Александр Мясников - Я лечил Сталина: из секретных архивов СССР
Все китайцы, по велению Мао Цзэдуна, одеты в темно-синие спецовки, женщины в штанах
Китайская еда ужасна, я притворялся, что ее ем (тихонько выплевывал в ладонь и потом складывал в карман, в носовой платок). Население тощее, болеет глистными извазиями. Попадает паразит из воды – вода всюду грязная, богата отбросами, стоячая (реки многоводны, и в низины сбрасывают воду). А медицина во время нашей поездки еще была в стадии организации, если не считать народной китайской медицины с ее очковтирательскими шаманскими иглоукалываниями и бесконечными снадобьями (конечно, среди них могут оказаться и ценные средства).
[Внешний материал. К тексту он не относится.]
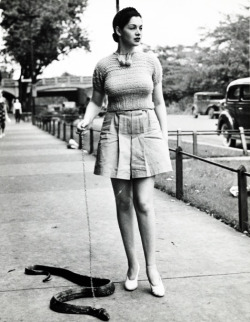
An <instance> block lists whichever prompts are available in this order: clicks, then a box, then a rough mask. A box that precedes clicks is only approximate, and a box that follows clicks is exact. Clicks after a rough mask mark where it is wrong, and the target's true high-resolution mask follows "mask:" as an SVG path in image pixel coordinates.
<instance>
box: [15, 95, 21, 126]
mask: <svg viewBox="0 0 250 322" xmlns="http://www.w3.org/2000/svg"><path fill="white" fill-rule="evenodd" d="M13 114H14V115H15V119H16V123H20V120H21V114H22V105H21V103H20V102H19V99H18V98H16V99H15V100H14V103H13Z"/></svg>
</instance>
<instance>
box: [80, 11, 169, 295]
mask: <svg viewBox="0 0 250 322" xmlns="http://www.w3.org/2000/svg"><path fill="white" fill-rule="evenodd" d="M113 29H114V33H113V39H114V41H115V42H117V43H118V48H117V51H116V52H114V53H112V54H111V55H109V56H108V57H105V58H103V59H101V60H100V61H99V62H98V63H97V65H96V68H95V70H94V74H93V95H92V99H91V101H90V103H89V104H88V107H87V110H86V113H85V115H84V119H83V120H82V121H80V122H79V124H78V126H77V128H78V130H79V131H84V132H85V131H86V130H87V129H89V127H90V124H91V122H92V121H93V119H94V117H95V116H96V115H98V113H99V112H100V110H101V107H102V104H103V100H104V97H105V95H107V96H108V106H107V112H106V114H105V117H104V121H103V126H102V130H101V134H100V141H99V145H98V151H97V158H96V165H95V171H94V173H95V174H98V175H103V176H107V177H109V178H111V182H112V186H113V191H114V196H115V200H116V209H117V218H118V224H119V227H120V231H121V235H122V239H123V244H124V248H125V252H126V255H127V260H128V271H127V276H126V281H125V284H124V285H125V289H126V290H128V291H133V290H135V289H136V288H137V287H138V274H139V270H140V267H139V262H138V258H137V255H136V250H135V234H134V229H135V227H136V226H135V218H137V221H138V225H139V231H140V235H141V240H142V244H143V250H144V255H145V261H146V273H147V276H148V280H149V283H150V287H151V292H152V294H153V295H155V296H159V297H160V296H164V294H165V289H164V286H163V283H162V280H161V277H160V274H159V272H158V269H157V265H156V254H155V252H156V251H155V239H156V238H155V212H154V205H153V191H154V182H155V175H156V174H159V173H163V172H169V171H172V167H171V162H170V157H169V148H168V131H167V115H166V106H165V102H164V99H163V94H162V68H161V65H160V62H159V60H158V58H157V57H155V56H154V55H153V54H150V53H145V52H141V51H138V50H136V47H138V46H139V45H140V42H141V37H142V18H141V15H140V14H139V12H138V11H137V10H136V9H134V8H131V7H129V8H125V9H122V10H121V11H119V12H118V13H117V14H116V16H115V17H114V20H113ZM100 210H101V209H100ZM134 210H135V212H134ZM135 214H136V216H135ZM110 233H112V232H110ZM111 265H113V264H112V262H111Z"/></svg>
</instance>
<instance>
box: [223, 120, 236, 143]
mask: <svg viewBox="0 0 250 322" xmlns="http://www.w3.org/2000/svg"><path fill="white" fill-rule="evenodd" d="M229 130H232V128H231V126H230V125H229V124H228V123H223V124H222V126H221V134H222V136H223V144H224V145H225V146H228V147H232V148H233V147H235V145H236V140H235V139H232V135H231V134H229V132H228V131H229Z"/></svg>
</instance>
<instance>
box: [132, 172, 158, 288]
mask: <svg viewBox="0 0 250 322" xmlns="http://www.w3.org/2000/svg"><path fill="white" fill-rule="evenodd" d="M153 194H154V177H149V178H140V179H133V200H134V206H135V210H136V215H137V220H138V225H139V229H140V234H141V240H142V245H143V250H144V255H145V261H146V265H147V275H148V278H149V281H150V282H151V284H153V285H157V284H158V283H159V273H158V270H157V267H156V258H155V212H154V202H153Z"/></svg>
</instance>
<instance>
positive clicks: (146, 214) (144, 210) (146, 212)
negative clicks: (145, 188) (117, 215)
mask: <svg viewBox="0 0 250 322" xmlns="http://www.w3.org/2000/svg"><path fill="white" fill-rule="evenodd" d="M134 205H135V209H136V211H137V212H139V213H141V214H145V215H147V214H149V213H151V211H152V210H153V202H152V201H151V200H148V199H145V198H140V199H136V200H134Z"/></svg>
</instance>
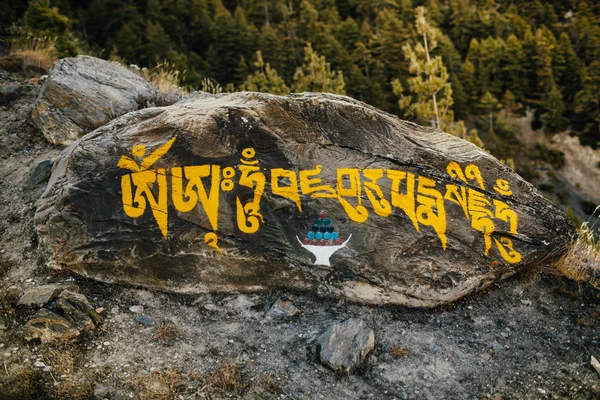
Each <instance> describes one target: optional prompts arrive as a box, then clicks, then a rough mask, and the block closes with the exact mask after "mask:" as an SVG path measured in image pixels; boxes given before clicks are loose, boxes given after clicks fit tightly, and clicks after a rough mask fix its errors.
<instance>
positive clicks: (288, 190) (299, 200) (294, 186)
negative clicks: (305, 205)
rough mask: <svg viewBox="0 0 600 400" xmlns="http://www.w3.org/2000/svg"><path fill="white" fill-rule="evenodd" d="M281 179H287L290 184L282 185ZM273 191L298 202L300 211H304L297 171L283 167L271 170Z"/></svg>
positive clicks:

В США я побывал уже четыре раза: в первый раз в качестве делегата на V Всемирный конгресс по внутренней медицине в 1958 году и далее через каждые два года, то есть 1960, 1962 и 1964 годах – как представитель Института терапии, в составе групп по обмену учеными по кардиологии, предусмотренному специальной конвенцией между СССР и США. Ответные поездки американских кардиологов в СССР состоялись также через каждые два года – в 1959, 1961, 1963 годах. Таким образом, хотя эти поездки были кратковременными – две недели каждая – я имел возможность познакомиться с Америкой и даже привыкнуть к ней. Это слово «привыкнуть» особенно уместно тогда, когда идет речь о новых, необычных условиях жизни. Таковыми мне показались условия жизни американцев в первый раз; в четвертый раз я ходил по улицам Нью-Йорка «как у себя дома». Мне даже стало казаться, что этот город прост, доступен и, что бы там о нем ни писали, начиная с Максима Горького («Город желтого дьявола») и до последних наших журналистов, в нем вполне можно жить и, вероятно, работать, – там все работают, и, по крайней мере, если судить по моей специальности, работают отлично.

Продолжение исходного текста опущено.